"Ich bin dazu gedrängt worden, vielleicht von aussen. Es ist von ganz allein gekommen", fügte der Angeklagte hinzu, der in weissem Hemd und dunklem Sakko erschienen war.

Das Drama hatte sich am 23. Januar 2009 in der Krippe "Fabelland" im flämischen Städtchen Dendermonde unweit von Gent zugetragen. Der als "Joker" wie in der "Batman"-Reihe geschminkte Täter soll eine 54-jährige Betreuerin und zwei Kleinkinder erstochen haben. Die Frage der Schuldfähigkeit im Moment der Taten dürfte im Prozess eine Hauptrolle spielen.

Am Montag ging es auch um die Vorgeschichte des Angeklagten. Über seine persönliche Entwicklung gab der Beschuldigte zum Teil genaue Auskunft, erzählte von einer insgesamt glücklichen Kindheit, dann Problemen in der Pubertät. Er wollte sich der Psychologie oder dem Recht widmen - seine Eltern hätten ihn aber dazu gebracht, eine Lehre als Pfleger zu beginnen.

"Stimmen gehört"

Nach einem Selbstmordversuch habe er Pläne entworfen, "um Menschen das Leben zu nehmen", gestand er. Früheren Angaben zufolge wollte er Stimmen gehörte haben, die ihn zum Töten drängten. Das sei eine Lüge gegenüber seinen Psychiatern gewesen, gab er nun an.

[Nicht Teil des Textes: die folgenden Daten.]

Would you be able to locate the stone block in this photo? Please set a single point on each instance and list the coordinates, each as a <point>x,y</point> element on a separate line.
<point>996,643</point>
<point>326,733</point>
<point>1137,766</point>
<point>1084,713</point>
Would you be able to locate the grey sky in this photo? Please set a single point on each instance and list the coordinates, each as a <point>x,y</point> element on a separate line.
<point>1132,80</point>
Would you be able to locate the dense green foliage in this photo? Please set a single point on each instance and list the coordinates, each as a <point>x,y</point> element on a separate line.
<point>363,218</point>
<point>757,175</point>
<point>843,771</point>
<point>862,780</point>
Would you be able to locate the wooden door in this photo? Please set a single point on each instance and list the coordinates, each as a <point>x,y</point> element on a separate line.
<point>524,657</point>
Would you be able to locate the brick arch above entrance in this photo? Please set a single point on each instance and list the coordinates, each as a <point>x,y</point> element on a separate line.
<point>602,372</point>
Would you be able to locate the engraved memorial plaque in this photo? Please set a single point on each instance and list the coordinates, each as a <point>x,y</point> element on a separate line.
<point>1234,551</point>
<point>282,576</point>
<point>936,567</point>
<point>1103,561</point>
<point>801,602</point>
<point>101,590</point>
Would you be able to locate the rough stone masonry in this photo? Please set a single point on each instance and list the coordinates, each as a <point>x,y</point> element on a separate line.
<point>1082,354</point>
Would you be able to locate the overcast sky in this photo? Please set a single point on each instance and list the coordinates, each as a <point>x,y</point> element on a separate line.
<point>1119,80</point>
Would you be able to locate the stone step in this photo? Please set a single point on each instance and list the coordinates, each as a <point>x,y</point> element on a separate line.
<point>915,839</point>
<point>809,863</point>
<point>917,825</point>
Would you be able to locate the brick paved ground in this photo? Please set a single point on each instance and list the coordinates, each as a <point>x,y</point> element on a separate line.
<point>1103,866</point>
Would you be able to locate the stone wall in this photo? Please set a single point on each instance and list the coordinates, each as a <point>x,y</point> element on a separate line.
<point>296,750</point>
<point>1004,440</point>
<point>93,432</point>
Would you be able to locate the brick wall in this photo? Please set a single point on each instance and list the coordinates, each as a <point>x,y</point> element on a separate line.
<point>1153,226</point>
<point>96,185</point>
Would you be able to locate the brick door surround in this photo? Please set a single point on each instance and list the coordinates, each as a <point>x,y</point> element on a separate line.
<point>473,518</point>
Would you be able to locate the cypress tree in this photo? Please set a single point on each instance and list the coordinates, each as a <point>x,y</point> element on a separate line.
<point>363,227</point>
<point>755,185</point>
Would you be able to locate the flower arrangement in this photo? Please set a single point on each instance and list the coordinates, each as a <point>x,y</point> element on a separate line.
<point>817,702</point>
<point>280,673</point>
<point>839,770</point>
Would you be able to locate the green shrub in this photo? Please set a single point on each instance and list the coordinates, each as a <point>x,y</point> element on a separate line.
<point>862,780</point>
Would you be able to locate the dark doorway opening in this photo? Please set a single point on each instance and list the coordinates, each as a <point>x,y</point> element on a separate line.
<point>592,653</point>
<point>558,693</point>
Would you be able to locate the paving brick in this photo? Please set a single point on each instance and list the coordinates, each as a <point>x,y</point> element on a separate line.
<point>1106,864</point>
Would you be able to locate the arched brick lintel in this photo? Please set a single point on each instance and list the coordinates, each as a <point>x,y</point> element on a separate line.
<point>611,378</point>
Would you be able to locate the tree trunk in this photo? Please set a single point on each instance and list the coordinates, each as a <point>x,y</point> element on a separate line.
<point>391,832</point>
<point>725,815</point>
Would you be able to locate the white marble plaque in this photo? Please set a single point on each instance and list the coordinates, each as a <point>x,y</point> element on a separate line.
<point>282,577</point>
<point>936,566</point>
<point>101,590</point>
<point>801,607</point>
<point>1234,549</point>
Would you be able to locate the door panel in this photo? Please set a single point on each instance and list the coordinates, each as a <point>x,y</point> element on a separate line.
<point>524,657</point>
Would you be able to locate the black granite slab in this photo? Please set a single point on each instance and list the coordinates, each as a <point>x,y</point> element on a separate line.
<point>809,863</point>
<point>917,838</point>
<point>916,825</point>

Die Taten im "Fabelland" vor vier Jahren hatte das ganze Land erschüttert. Rund eine Viertelstunde soll der mutmassliche Täter gewütet haben, bevor er mit dem Fahrrad davonfuhr.

Wegen der drei Morde dort und 22 weiteren Tötungsversuchen ist er angeklagt, ausserdem für den Mord an einer alten Dame und drei Mordversuche wenige Tage zuvor. Das Urteil wird für Ende März erwartet.